Property Law: Writs and Juries: The reforms that directly concerned property law (known as the possessory assizes) were based on the use of royal writs, brief written orders from the king—though actually written by his officials—to initiate lawsuits. Any freeman could purchase a writ to start a lawsuit against another party, and most cases were decided based on the testimony of local juries. By this means the royal courts could handle different kinds of legal business for a wide range of litigants. The two key writs below are often credited with undermining lordly power and helping to create something more like modern property rights.
The Writ of Mort d’Ancestor: This writ (or court order) began a legal action concerning inheritance upon the death of one’s predecessor. If any ‘freeholder’ felt that his (or sometimes her) inheritance had been wrongfully denied by his lord or by anyone else, then by paying a fee for this writ, he could initiate a suit to recover it:
if the lord of the land denies the heirs of the deceased the possession they claim, the king’s justices should call an inquisition to be made by twelve lawful men as to what possession the deceased held on the day of his death. And according to the result of the inquest let restitution be made to his heirs.
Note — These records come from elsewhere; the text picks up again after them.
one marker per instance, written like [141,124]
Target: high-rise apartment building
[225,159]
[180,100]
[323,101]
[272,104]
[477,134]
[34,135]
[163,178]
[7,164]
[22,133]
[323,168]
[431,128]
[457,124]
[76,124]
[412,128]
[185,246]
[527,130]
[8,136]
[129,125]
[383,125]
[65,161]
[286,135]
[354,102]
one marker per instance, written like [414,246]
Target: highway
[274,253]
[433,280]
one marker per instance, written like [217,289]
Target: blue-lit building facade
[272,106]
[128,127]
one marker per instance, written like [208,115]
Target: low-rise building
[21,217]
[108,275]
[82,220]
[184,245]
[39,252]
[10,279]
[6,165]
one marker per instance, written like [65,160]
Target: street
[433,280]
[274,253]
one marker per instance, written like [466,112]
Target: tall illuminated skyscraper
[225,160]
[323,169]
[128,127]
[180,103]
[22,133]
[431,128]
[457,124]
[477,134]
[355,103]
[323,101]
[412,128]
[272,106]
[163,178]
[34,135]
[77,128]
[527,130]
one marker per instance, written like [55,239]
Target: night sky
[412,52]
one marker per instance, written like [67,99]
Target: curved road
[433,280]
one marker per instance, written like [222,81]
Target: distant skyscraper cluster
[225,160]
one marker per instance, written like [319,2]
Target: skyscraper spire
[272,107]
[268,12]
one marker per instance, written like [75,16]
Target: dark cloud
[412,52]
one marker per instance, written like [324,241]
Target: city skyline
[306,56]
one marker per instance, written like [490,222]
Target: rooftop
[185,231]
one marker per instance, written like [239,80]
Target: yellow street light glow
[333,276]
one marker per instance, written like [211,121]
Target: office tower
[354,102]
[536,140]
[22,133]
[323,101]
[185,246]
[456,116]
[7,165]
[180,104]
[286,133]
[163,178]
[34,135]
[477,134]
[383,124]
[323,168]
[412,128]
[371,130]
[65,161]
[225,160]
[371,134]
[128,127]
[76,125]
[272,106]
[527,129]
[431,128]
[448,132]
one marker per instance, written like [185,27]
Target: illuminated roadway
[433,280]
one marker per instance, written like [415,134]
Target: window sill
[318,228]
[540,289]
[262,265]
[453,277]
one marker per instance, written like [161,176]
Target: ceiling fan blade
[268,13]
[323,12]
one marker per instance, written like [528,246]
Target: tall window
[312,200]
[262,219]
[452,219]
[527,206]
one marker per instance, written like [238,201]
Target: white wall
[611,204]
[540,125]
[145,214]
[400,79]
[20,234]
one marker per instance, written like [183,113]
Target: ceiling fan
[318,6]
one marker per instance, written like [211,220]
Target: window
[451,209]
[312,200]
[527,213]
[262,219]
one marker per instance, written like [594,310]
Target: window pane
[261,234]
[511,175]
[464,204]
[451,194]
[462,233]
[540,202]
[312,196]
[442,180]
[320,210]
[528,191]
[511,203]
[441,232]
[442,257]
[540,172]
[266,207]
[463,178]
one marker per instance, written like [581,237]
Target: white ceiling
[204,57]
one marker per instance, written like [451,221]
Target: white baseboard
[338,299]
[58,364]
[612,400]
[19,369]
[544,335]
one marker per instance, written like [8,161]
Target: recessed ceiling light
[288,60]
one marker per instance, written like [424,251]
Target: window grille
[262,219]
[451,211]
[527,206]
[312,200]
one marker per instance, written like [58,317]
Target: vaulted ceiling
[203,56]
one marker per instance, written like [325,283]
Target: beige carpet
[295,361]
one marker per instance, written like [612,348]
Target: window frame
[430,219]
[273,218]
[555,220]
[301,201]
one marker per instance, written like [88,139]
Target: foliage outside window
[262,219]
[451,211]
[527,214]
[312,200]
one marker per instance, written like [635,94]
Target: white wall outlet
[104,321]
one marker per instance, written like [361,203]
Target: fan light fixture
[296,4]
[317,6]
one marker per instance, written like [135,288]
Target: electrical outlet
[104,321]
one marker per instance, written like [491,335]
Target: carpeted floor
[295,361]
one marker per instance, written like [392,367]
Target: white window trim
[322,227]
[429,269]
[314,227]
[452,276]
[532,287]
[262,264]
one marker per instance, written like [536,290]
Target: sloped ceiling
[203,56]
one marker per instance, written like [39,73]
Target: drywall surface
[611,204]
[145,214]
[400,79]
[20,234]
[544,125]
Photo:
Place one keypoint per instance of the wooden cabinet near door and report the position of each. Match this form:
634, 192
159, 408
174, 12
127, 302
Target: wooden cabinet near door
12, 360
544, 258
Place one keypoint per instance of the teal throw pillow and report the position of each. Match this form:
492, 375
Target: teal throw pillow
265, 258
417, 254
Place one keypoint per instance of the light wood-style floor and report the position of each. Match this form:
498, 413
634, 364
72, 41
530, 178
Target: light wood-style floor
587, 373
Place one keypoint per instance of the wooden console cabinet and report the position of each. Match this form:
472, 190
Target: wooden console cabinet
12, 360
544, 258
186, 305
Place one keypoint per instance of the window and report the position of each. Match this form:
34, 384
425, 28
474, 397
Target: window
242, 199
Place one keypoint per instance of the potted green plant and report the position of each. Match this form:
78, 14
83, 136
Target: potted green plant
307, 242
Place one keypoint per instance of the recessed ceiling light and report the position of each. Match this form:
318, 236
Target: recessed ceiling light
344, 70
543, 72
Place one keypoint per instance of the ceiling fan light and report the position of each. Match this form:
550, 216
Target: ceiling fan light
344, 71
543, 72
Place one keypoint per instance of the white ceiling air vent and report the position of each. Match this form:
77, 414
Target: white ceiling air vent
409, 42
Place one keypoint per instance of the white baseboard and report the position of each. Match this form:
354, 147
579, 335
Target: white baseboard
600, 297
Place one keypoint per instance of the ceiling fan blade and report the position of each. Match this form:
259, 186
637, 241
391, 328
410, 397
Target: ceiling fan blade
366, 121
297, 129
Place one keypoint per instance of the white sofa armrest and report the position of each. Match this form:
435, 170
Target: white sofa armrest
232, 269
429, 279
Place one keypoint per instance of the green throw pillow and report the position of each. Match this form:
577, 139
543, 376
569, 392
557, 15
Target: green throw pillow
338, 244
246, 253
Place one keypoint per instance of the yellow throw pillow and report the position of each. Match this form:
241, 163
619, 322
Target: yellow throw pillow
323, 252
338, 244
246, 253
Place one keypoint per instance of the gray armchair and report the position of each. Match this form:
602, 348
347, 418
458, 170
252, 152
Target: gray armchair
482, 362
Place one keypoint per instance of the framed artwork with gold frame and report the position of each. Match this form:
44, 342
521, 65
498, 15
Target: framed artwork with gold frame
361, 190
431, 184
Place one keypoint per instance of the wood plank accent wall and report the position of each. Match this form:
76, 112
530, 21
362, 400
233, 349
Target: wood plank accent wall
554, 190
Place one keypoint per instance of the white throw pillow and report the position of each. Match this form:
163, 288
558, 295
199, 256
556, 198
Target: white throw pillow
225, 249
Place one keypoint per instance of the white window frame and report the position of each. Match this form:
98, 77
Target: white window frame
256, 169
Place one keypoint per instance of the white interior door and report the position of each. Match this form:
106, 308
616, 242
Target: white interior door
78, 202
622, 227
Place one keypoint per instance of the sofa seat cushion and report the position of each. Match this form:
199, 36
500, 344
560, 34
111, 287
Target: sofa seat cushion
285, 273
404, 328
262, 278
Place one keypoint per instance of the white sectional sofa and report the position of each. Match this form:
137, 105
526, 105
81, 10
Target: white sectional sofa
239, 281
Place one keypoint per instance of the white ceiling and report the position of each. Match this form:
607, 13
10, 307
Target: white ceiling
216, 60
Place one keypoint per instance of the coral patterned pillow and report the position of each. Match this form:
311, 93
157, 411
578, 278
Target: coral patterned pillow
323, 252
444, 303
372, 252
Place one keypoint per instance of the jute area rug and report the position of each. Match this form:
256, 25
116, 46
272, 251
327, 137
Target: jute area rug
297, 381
The Writ of Novel Disseisin: This writ, or court order, began a legal action to reverse a recent dispossession. It helped the king extend his jurisdiction over virtually all property disputes—except those among serfs, who would remain subject to their manorial lords for another century or two. Along with the Grand Jury, this writ also helped to outlaw virtually all non-royal acts of violence. It thus gave the royal government what Max Weber considered an essential attribute of any effective state: a monopoly over (legitimate) violence. This writ is first described in the first textbook of the new Common Law, known as Glanvill, which was written in about 1189:
The king to the sheriff, greeting. —[name of plaintiff]— has complained to me that ——[name of accused]—unjustly and without a judgment has dispossessed him of his free tenement [landed estate] in —-[name of place]—–. Therefore I command you that, if the plaintiff gives you security for prosecuting his claim, you are to see that the chattels [moveable property] which were taken from the tenement are restored to it, and that the tenement and the chattels remain in peace until —[date]—. And meanwhile you are to see that the tenement is viewed by twelve free and lawful men of the neighborhood, and that their names are endorsed on this writ. And summon them to appear before my justices on —[date]—, ready to make their recognition [testimony], together with the accused or his bailiff [representative] if he himself cannot be found.